Kompetisi tersebut menjadi salah satu rangkaian kegiatan Road to FESyar KPwBI Provinsi Papua Barat: TORANG MUAMALAH 2026 yang diselenggarakan oleh Kantor Perwakilan Bank Indonesia (KPwBI) Provinsi Papua Barat di Hotel Paragon Kota Sorong, 2-3 Juli 2026.
Dalam perlombaan itu, Tazkia bersaing dengan empat peserta terbaik lainnya yang mewakili pesantren-pesantren se-Sorong Raya.

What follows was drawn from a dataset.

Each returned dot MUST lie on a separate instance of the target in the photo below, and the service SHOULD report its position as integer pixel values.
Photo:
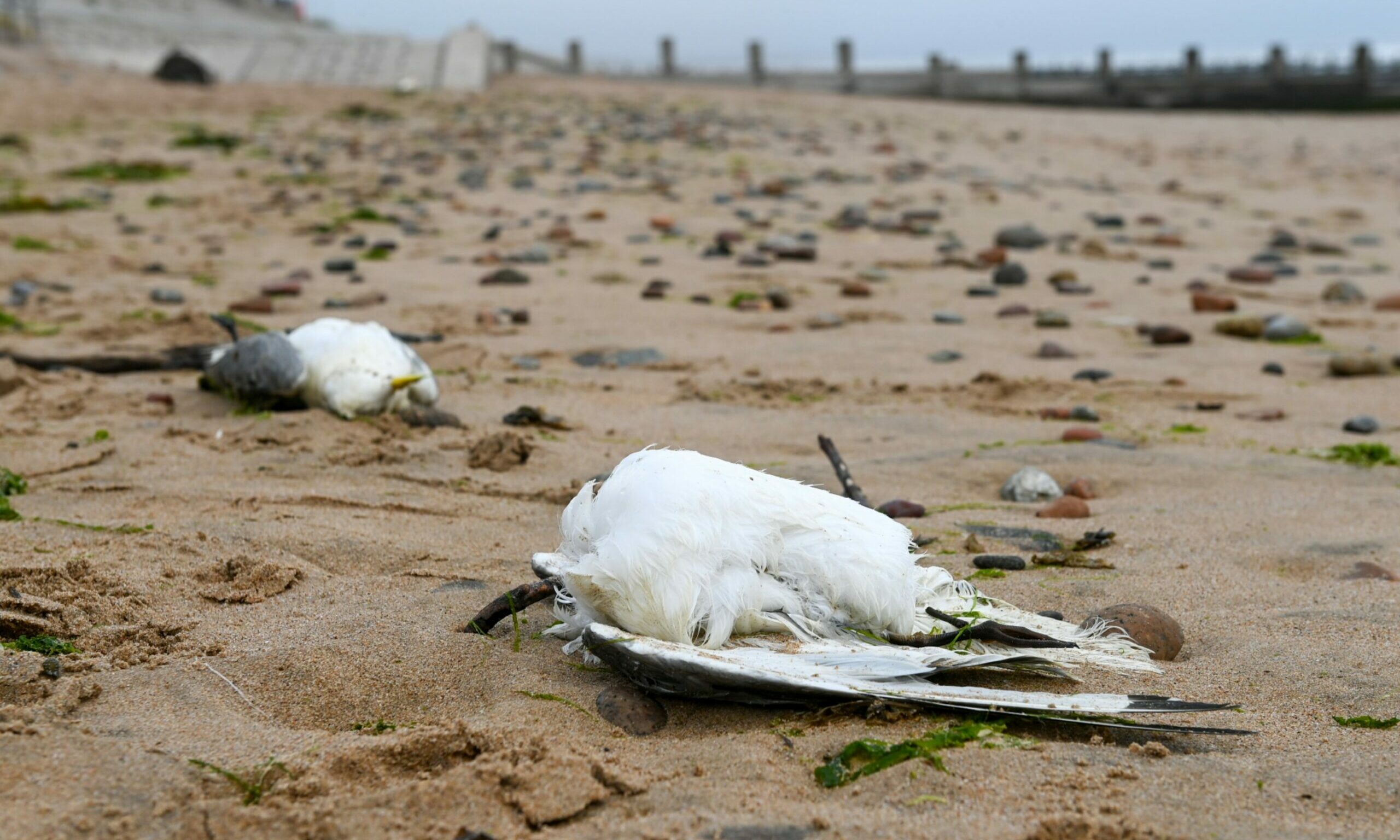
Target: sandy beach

Berkat kreativitas, ketelitian, serta kemampuan mengolah hidangan halal yang berkualitas, ia berhasil memikat perhatian dewan juri dan keluar sebagai juara pertama.
Keberhasilan tersebut menjadi bukti bahwa santri tidak hanya unggul dalam pendidikan agama dan akademik, tetapi juga mampu berprestasi di bidang keterampilan dan kewirausahaan. Prestasi Tazkia sekaligus menjadi kebanggaan bagi keluarga besar Al-Mawaddah Hidayatullah Kabupaten Sorong yang selama ini terus mendorong pengembangan potensi peserta didik secara menyeluruh.
Sebagai informasi, Road to FESyar KPwBI Provinsi Papua Barat mengusung tema “Penguatan Rantai Nilai Halal Daerah Melalui Sinergi Ekosistem dan Inovasi Usaha Syariah yang Inklusif dan Berkelanjutan.” Kegiatan tahunan ini merupakan bagian dari upaya nyata Bank Indonesia dalam memperkuat ekosistem ekonomi dan keuangan syariah sekaligus mendorong pertumbuhan industri halal di daerah.
Lebih dari sekadar ajang perlombaan, Halal Chef Competition menjadi sarana pembinaan karakter, peningkatan keterampilan, serta pengembangan jiwa kewirausahaan bagi generasi muda. Melalui kompetisi ini, para peserta didorong untuk menghadirkan inovasi kuliner yang tidak hanya lezat dan kreatif, tetapi juga memenuhi prinsip-prinsip halal serta memiliki daya saing di industri makanan yang terus berkembang.
Prestasi yang diraih Tazkiah Nur Sabrina diharapkan menjadi inspirasi bagi para santri lainnya untuk terus mengembangkan bakat dan kemampuan di berbagai bidang. Keberhasilan tersebut juga mempertegas bahwa pesantren mampu melahirkan generasi muda yang berkarakter, kompeten, dan siap berkontribusi dalam pembangunan ekonomi syariah Indonesia melalui inovasi dan kreativitas.